Au fond, il faisait souvent une chaleur étouffante. Je me rappelle au début on travaillait « à poil » avec juste des chaussettes aux pieds et une casquette sur la tête. On finissait de se déshabiller sur le chantier. On n’avait pas de casque, ni même des gants. Après ça s’est quand même bien amélioré, on était bien mieux équipés. J’en ai vu des morts Surtout à cause d’éboulements. Mon beau-frère a été écrasé au fond par une locomotive. On avait aussi peur du grisou. Le jour de la catastrophe de la Chana, ça a pété à 4h10 du matin, moi je devais descendre à 6 heures. C’était terrible !

Et la suite de votre carrière ?
Je suis resté à la Chana jusqu’à fin 1947. Après je suis allé à la fendue Monchaud jusqu’en 1953 [les fendues Monchaud se situaient à flanc de colline entre Villars et Saint-Genest-Lerpt]. Il y avait beaucoup de charbon. Je faisais les travaux préparatoires. C’est là que j’ai commencé de travailler en avancement, en faisant tous les traçages. On recherchait la couche de charbon En 1953 on a ouvert les mines à Bourgeat, la mine de Villefosse et la fendue Neyret [a priori dans le secteur de Bourgeat, elle n’a pas été précisément localisée]. On y avait repris des chantiers jusqu’en 1960. Puis je suis retourné à côté de la Chana, on appelait ça les fendues de la gandouse [la fendue Momey]. La ville de Saint-Étienne y empilait des montagnes de saletés, ça grouillait de rats. Je suis passé sur une autre fendue, à Chavassieux. Ensuite j’ai fait du traçage au Cluzel et le quartier des Passerelles. En 1971 je suis parti à la retraite.
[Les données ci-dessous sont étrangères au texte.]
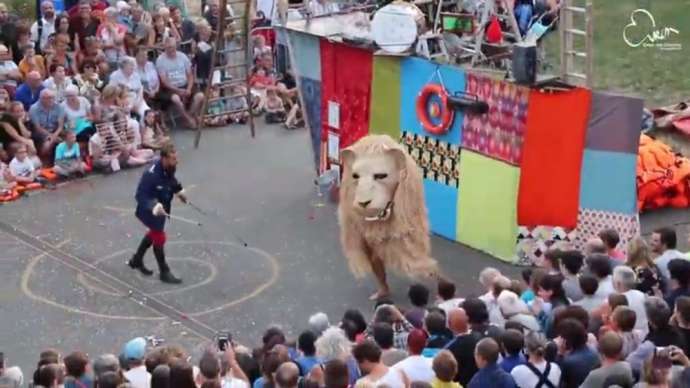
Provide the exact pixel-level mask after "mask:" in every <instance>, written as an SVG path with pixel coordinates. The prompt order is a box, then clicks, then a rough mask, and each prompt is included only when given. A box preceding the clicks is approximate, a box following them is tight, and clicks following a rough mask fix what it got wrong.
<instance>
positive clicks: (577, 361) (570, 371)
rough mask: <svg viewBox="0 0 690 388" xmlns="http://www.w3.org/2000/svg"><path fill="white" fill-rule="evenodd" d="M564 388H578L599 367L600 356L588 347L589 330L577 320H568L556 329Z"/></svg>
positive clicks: (561, 371)
mask: <svg viewBox="0 0 690 388" xmlns="http://www.w3.org/2000/svg"><path fill="white" fill-rule="evenodd" d="M556 330H557V332H558V335H559V336H560V337H561V339H562V340H561V341H559V344H558V354H559V361H558V364H559V365H560V367H561V372H562V382H561V386H562V387H563V388H577V387H579V386H580V385H581V384H582V382H584V381H585V379H586V378H587V375H589V372H590V371H592V370H594V369H595V368H597V367H598V366H599V356H598V355H597V354H596V353H595V352H594V351H592V349H590V348H589V347H588V346H587V330H586V329H585V326H583V325H582V323H581V322H579V321H578V320H576V319H573V318H567V319H564V320H563V321H561V322H559V323H558V326H557V327H556Z"/></svg>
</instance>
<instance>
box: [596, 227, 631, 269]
mask: <svg viewBox="0 0 690 388" xmlns="http://www.w3.org/2000/svg"><path fill="white" fill-rule="evenodd" d="M597 236H598V237H599V238H600V239H601V241H602V242H603V243H604V244H605V245H606V249H607V253H608V255H609V257H610V258H612V259H613V260H618V261H621V262H623V261H625V254H624V253H623V252H621V251H619V250H618V249H616V247H618V243H620V241H621V239H620V236H619V235H618V232H617V231H616V230H615V229H613V228H609V229H604V230H602V231H600V232H599V234H598V235H597Z"/></svg>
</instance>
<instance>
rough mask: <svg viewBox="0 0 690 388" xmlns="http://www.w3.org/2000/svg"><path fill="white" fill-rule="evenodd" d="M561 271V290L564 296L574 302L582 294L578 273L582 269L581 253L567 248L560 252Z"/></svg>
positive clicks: (579, 299)
mask: <svg viewBox="0 0 690 388" xmlns="http://www.w3.org/2000/svg"><path fill="white" fill-rule="evenodd" d="M560 258H561V260H560V265H561V273H562V274H563V277H564V279H563V290H565V296H566V297H567V298H568V299H570V300H571V301H573V302H576V301H578V300H580V299H582V297H583V296H584V295H582V289H580V282H579V279H578V274H579V273H580V270H581V269H582V263H583V259H584V257H583V256H582V253H580V251H577V250H568V251H564V252H562V253H561V256H560Z"/></svg>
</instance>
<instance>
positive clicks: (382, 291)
mask: <svg viewBox="0 0 690 388" xmlns="http://www.w3.org/2000/svg"><path fill="white" fill-rule="evenodd" d="M370 260H371V269H372V271H373V272H374V276H375V277H376V282H377V283H378V286H379V289H378V291H376V292H375V293H374V294H372V295H371V296H370V297H369V300H377V299H381V298H384V297H387V296H389V295H390V293H391V291H390V288H389V287H388V282H387V281H386V265H385V264H384V263H383V260H381V259H379V258H378V257H376V256H371V257H370Z"/></svg>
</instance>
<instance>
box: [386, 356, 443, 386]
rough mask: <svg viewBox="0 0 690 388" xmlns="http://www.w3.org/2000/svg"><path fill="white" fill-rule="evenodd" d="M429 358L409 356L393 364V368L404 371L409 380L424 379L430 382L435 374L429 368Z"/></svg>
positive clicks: (422, 380) (429, 368) (424, 381)
mask: <svg viewBox="0 0 690 388" xmlns="http://www.w3.org/2000/svg"><path fill="white" fill-rule="evenodd" d="M432 361H433V360H432V359H431V358H426V357H422V356H409V357H407V358H406V359H404V360H402V361H400V362H399V363H397V364H395V365H393V369H398V370H402V371H403V372H405V374H406V375H407V377H408V378H409V379H410V381H424V382H427V383H430V382H431V380H432V379H433V378H434V376H435V375H436V374H435V373H434V370H433V369H432V368H431V363H432Z"/></svg>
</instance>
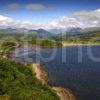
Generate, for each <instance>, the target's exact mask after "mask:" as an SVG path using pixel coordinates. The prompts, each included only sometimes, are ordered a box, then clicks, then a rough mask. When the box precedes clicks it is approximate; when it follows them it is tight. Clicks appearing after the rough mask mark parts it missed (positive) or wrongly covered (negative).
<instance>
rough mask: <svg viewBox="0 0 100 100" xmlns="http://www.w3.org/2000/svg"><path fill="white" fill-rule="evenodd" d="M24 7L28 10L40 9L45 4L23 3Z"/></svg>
mask: <svg viewBox="0 0 100 100" xmlns="http://www.w3.org/2000/svg"><path fill="white" fill-rule="evenodd" d="M25 8H26V9H30V10H41V9H44V8H45V6H44V5H42V4H27V5H25Z"/></svg>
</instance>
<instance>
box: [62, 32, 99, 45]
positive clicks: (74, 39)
mask: <svg viewBox="0 0 100 100" xmlns="http://www.w3.org/2000/svg"><path fill="white" fill-rule="evenodd" d="M62 39H63V41H66V42H78V43H87V42H91V43H100V32H90V33H84V34H66V35H64V36H63V37H62Z"/></svg>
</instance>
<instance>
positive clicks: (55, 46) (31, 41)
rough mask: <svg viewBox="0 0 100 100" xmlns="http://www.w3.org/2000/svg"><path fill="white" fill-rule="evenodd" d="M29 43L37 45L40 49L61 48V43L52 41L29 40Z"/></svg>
mask: <svg viewBox="0 0 100 100" xmlns="http://www.w3.org/2000/svg"><path fill="white" fill-rule="evenodd" d="M29 43H31V44H34V45H37V46H39V47H41V48H57V47H62V42H61V41H57V40H54V39H38V38H37V39H36V38H32V39H30V41H29Z"/></svg>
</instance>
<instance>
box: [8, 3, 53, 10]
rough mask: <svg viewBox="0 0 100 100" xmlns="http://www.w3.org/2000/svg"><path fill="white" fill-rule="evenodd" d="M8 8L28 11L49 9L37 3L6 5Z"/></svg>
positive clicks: (50, 7)
mask: <svg viewBox="0 0 100 100" xmlns="http://www.w3.org/2000/svg"><path fill="white" fill-rule="evenodd" d="M8 8H11V9H17V8H23V9H29V10H42V9H48V8H51V7H49V6H46V5H44V4H39V3H31V4H18V3H12V4H8Z"/></svg>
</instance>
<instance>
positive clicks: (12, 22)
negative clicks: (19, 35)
mask: <svg viewBox="0 0 100 100" xmlns="http://www.w3.org/2000/svg"><path fill="white" fill-rule="evenodd" d="M0 27H1V28H8V27H11V28H26V29H39V28H43V26H42V24H38V23H37V24H34V23H32V22H30V21H20V20H14V19H12V18H10V17H6V16H3V15H0Z"/></svg>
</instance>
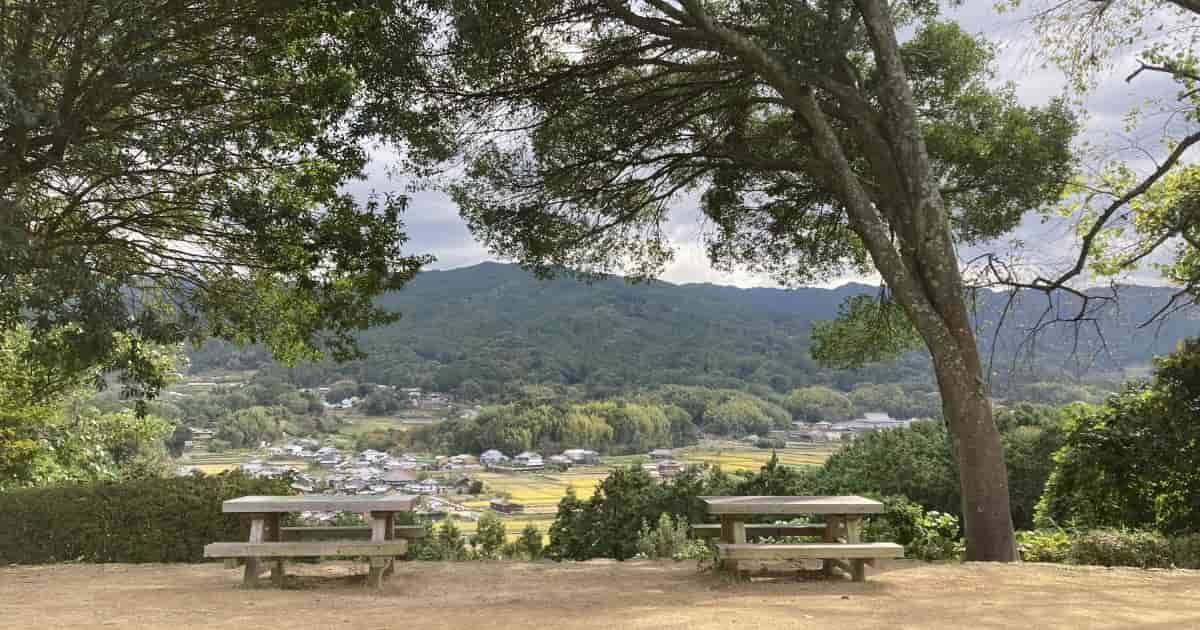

Qu’est-il advenu de ce passé minier ?
Le puits Couriot a continué à travailler jusqu’en 1973. Après on a envoyé tout le monde ailleurs, sur le puits Pigeot. Même à la retraite, j’ai toujours milité avec le syndicat. On s’est battus jusqu’en 1983 où le dernier puits Pigeot, à La Ricamarie, a fermé. Sur Villars, il ne reste plus rien de visible de la mine. Même pas les crassiers. Il y en avait un vers chez Denis, un vers le garage Renault, un au pied du musée. À Curnieu, il y avait tous les crassiers de la petite mine. Il n’y a qu’au puits Gallois qu’on peut encore retrouver quelques traces. Avant à Villars il y avait les passementiers et les mineurs et beaucoup de petits commerces dans les rues. Tout ça a bien changé !

Interview réalisée par Pierre THIOLIÈRE en novembre 2001.
Marius BERTHELOT est décédé le 8 mars 2006. Il repose au cimetière de Villars auprès des siens.
Photos Pierre THIOLIÈRE et famille BERTHELOT.